What Is a Server CPU?

The server CPU, also known as the server processor, is a vital part of the server that processes instructions and commands. It is responsible for retrieving and executing instructions, processing data, and performing tasks such as serving web pages, running database queries, and executing other programming and computational commands. CPU, as the most important part of a server, has a huge contribution to servers' computing capacities. The response speed of a server is significantly dependent on the CPU.

Server CPU

How Does a Server CPU Work?

Server CPU performs data processing and storing operations and input/output (I/O) operations by mathematical and logical calculations. The following are the four basic steps.

Fetch: The CPU grabs instructions from memory, interprets them, and directs the next operation.

Decode: All instructions or commands are translated into assembly instructions. In this process, the server CPU decodes the assembly code into understandable binary instructions.

Execute: The CPU executes instructions through calculations and technical algorithms and outputs processed data.

Store: After executing instructions, the CPU stores output data into the memory.

Essential Elements for Server CPU

The performance of the server CPU determines the operation of the server. And the basic features and functions of the server CPU are influenced by the following factors.

Number of Processors

The number of server processors has a significant impact on servers' performance. The more processors a server has, the faster and more efficient the server will run. Multiple server processors mean that more instructions can be executed concurrently, so the CPU can handle a more intensive workload in the same amount of time.

Usually, network servers have different numbers of processors, and single-processor servers and dual-processor servers are relatively popular in small and large workloads. Single-processor servers are primarily used to address small to medium workloads. Dual-processor servers get immense boosts in processor speed and RAM, providing better performance and stability for heavy workloads.

CPU Socket

A server CPU socket is a connector between the CPU's processor and the motherboard. It's used for the CPU to ensure correct circuit chip insertion. The CPU stock allows for easy swapping of the server CPU and prevents damage when inserting or removing it.

The number of CPU sockets in the server corresponds to the number of CPUs that can be installed. Typically, servers can support 1/2/4/8/16/32 CPU sockets. A 1-socket server can accommodate a single processor, and a 4-socket server can support 4 processors running simultaneously.
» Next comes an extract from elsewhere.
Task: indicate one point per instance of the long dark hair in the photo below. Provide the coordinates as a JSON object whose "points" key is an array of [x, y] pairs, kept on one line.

It is widely believed that 2-socket servers hold a large portion of the SMB market, while 4-socket servers are positioned in the middle and high-end markets.

CPU Cores

A server CPU core is a physical part of a CPU that helps it work. Multi-core processors can execute more instructions in the same amount of time. Moreover, multi-core processors enable smoother program running and require less power. Therefore, multi-core CPUs can substantially improve server performance.

An Intel Xeon Scalable server processor typically has 8 to 32 cores. In addition, there are also processors with more cores or fewer cores for different application scenarios. Although more server CPU cores represent better performance, finding the right number of CPU cores depends on your specific IT environment and workloads.

CPU Threads

A thread is a set of instructions or code for the execution of concurrent programming. A single server CPU core can have 2 threads. If a CPU has 8 cores with two threads per core, it will have 16 threads to perform tasks.

Multithreading allows a CPU to execute multiple threads of code and run concurrent tasks of a process at the same time. Threads are important to the performance of the server CPU because they can significantly affect how much a server can perform in a given amount of time. Running intensive processes, a CPU with many threads is preferred.

The Closing Thought

The elements mentioned above allow server CPUs to work reliably for long periods, handle multiple tasks at the same time, and boost their speed and reliability. If you are considering a server, please be careful to select important components of the server. Choose the right number of server processors and CPU cores based on your IT requirements and workload.